I do this reflective exercise on a regular basis. For instance, if it weren’t for my move back to San Francisco, I would not have known the joys of being totally on my own at age 20. I would never have enjoyed the excitement and free travel opportunities working for an airline brought to me. And had I not worked for that airline, I would not have met the man who would father my only child and delight in the rewards of motherhood.

I look back on my careers, my friends from all those careers, my ethnocentric involvement, my health challenges, and I have to think that—in the long run—I made some pretty good choices, even though some seemed unwise at the time. My ability to study life from up on a cloud has also helped me become a writer who is always grateful that somewhere, someone’s life may be touched by what I have to say.

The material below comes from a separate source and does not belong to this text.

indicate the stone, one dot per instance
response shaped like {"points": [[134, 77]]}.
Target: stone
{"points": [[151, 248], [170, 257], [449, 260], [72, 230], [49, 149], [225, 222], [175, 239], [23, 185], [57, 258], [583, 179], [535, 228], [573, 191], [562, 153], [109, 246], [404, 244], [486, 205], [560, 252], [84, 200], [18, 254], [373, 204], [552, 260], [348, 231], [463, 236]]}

ZenHabits’ Leo Babauta points out the beauty of reflection in his article, "5 Powerful Reasons to Make Reflection a Daily Habit, and How to Do It." First, it enables you to learn from your mistakes. “If we don’t reflect on our mistakes, we are doomed to repeat them,” says Barbauta. “And that’s not very smart. However, if we reflect on those mistakes, figure out what went wrong, see how we can prevent them in the future, we can use our mistakes to get better. Mistakes, then, are a valuable learning tool, instead of something to feel embarrassed or upset about. Reflection is an important way to do that.”

Next, reflection can offer you some great ideas. It can help you get the big picture as if you are suspended in the air, looking down at your present circumstances. “I reflect on things that I’m doing or that are going on in my life," he says. “If things aren’t going well, I learn stuff I can share with others. If I reflect on something that’s a success for me, I think about how I got that success, and share that too. I’ve had hundreds of great ideas this year from reflection.”

The next advantage of self-reflection is one that has brought me some exciting times in life. There is a reward in itself from helping others. Because of my own struggles and eventual problem-solving skills, I have been able to help others realize they are not alone.

Babauta talks about how simple little tips can change people’s lives. It can inspire someone to change course, to buck up and see more in themselves, and to give them the inspiration to move to higher planes of understanding—sometimes just by saying something that hits them in the gut.

Recently I have been participating in a women’s entrepreneurial networking platform called Girlboss, where mostly younger women talk about risk-taking, learning something new, offering advice to and supporting other women in their quests to live out their career passions. Often, a young woman just out of college is asking others how it’s possible to find her dream job after receiving a degree in a certain field.

While other millennial women respond with encouraging words, I am the seasoned member who will tell her to work any job she can find, learn to live her daily life first, supporting herself and her future dreams, and then she will be in a position to be open to wherever her efforts and skills take her. Sometimes that means in an entirely different field than the one she had in mind. This life journey is difficult to explain to the young, but I guess someone has to do it.

Please understand that all of this is also fodder for how I live my life now. For every new challenge, I am interested in what comes next. With every new person I meet, I have more reason to ask questions and find out more about them. Hey, I'm just getting started.

I can easily become overwhelmed by life if I don’t step back and practice the art of reflection. A dose of the daily news can ruin my day. But a visit to Facebook, where hundreds of people I have known since my youth are gathered on my feed—childhood friends, classmates, travel buddies, former co-workers, and business acquaintances—can quickly soften those disturbing thoughts. Why? Because I know we are all in this together.

And because we all have the power to touch one another’s lives with our stories, our challenges, and even our sense of humor. That, in itself, has made life worth living.